Let the efficiency of humans be ‘h’ and the efficiency of robots be ‘r’.

In the first case,

Total work = (15h + 5r) * 30……(i)

In the second case,

Total work = (5h + 15r) * 60……(ii)

On equating (i) and (ii), we get

(15h + 5r) * 30 = (5h + 15r) * 60

Or, 15h + 5r = 10h + 30r

Or, 5h = 25r

Or, h = 5r

Total work = (15h + 5r) * 30 = (15h + h) * 30 = 480h

Time taken by 15 humans = $\dfrac{\text{480h}}{\text{15h}}$ days= 32 days.

Hence, option C is the correct answer.

**Question 7: **Point P lies between points A and B such that the length of BP is thrice that of AP. Car 1 starts from A and moves towards B. Simultaneously, car 2 starts from B and moves towards A. Car 2 reaches P one hour after car 1 reaches P. If the speed of car 2 is half that of car 1, then the time, in minutes, taken by car 1 in reaching P from A is

**7) Answer: 12**

**Solution:**

Let the distance between A and B be 4x.

Length of BP is thrice the length of AP.

=> AP = x and BP = 3x

Let the speed of car 1 be s and the speed of car 2 be 0.5s.

Car 2 reaches P one hour (60 minutes) after Car 1 reaches P.

=> x/s + 60 = 3x/0.5s

x/s + 60 = 6x/s

5x/s = 60

x/s = 12

Time taken by car 1 in reaching P from A = x/s = 12 minutes.

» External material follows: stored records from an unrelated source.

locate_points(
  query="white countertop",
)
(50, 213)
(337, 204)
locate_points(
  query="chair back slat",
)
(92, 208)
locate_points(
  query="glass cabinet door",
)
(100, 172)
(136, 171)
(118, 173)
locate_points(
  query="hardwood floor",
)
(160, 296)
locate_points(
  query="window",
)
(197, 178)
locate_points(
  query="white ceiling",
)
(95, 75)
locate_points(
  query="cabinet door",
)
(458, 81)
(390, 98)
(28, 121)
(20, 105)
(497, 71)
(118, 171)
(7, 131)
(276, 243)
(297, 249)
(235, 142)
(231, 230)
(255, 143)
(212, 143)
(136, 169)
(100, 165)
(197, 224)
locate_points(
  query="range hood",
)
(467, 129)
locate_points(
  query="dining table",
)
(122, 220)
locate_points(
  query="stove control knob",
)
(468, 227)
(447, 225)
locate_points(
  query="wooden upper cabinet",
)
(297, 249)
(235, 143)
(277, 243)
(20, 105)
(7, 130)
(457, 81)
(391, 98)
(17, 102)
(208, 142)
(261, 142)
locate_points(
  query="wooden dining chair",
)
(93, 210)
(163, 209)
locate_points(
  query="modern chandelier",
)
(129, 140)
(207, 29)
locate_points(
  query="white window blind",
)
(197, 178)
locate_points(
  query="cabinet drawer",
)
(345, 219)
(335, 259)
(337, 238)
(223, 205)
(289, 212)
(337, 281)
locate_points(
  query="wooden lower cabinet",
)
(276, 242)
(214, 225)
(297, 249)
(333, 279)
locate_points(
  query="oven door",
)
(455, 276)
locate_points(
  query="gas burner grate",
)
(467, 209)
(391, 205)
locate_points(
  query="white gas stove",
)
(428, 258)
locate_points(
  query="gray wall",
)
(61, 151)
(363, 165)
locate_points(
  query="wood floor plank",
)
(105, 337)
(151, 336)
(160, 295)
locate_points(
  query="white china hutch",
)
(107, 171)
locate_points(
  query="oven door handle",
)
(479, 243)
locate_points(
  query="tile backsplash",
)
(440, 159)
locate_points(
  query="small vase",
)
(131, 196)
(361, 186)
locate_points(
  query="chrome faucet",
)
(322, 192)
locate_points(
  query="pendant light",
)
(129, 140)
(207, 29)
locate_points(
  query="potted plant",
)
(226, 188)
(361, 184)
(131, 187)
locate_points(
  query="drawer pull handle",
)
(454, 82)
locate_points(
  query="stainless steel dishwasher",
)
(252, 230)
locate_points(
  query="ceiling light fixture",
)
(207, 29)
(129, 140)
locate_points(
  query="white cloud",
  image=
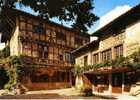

Therefore, 12 is the correct answer.

**Question 8: **When they work alone, B needs 25% more time to finish a job than A does. They two finish the job in 13 days in the following manner: A works alone till half the job is done, then A and B work together for four days, and finally B works alone to complete the remaining 5% of the job. In how many days can B alone finish the entire job?

a) 20

b) 22

c) 16

d) 18

**8) Answer (A)**

**Solution:**

Let us assume that A can complete ‘a’ units of work in a day and B can complete ‘b’ units of work in a day.

A works alone till half the work is completed.

A and B work together for 4 days and B works alone to complete the last 5% of the work.

=> A and B in 4 days can complete 45% of the work.

Let us assume the total amount of work to be done to be 100 units.

4a + 4b = 45 ———(1)

B needs 25% more time than A to finish a job.

=> 1.25*b = a ———-(2)

Substituting (2) in (1), we get,

5b+4b = 45

9b = 45

b = 5 units/day

B alone can finish the job in 100/5 = 20 days.

Therefore, option A is the right answer.

**Question 9: **A tank is fitted with pipes, some filling it and the rest draining it. All filling pipes fill at the same rate, and all draining pipes drain at the same rate. The empty tank gets completely filled in 6 hours when 6 filling and 5 draining pipes are on, but this time becomes 60 hours when 5 filling and 6 draining pipes are on. In how many hours will the empty tank get completely filled when one draining and two filling pipes are on?

**9) Answer: 10**

**Solution:**

Let the efficiency of filling pipes be ‘x’ and the efficiency of draining pipes be ‘-y’.

In the first case,

Capacity of tank = (6x – 5y) * 6……….(i)

In the second case,

Capacity of tank = (5x – 6y) * 60…..(ii)

On equating (i) and (ii), we get

(6x – 5y) * 6 = (5x – 6y) * 60

or, 6x – 5y = 50x – 60y

or, 44x = 55y

or, 4x = 5y

or, x = 1.25y

Capacity of the tank = (6x – 5y) * 6 = (7.5y – 5y) * 6 = 15y

Net efficiency of 2 filling and 1 draining pipes = (2x – y) = (2.5y – y) = 1.5y

Time required = $\dfrac{\text{15y}}{\text{1.5y}}$hours = 10 hours.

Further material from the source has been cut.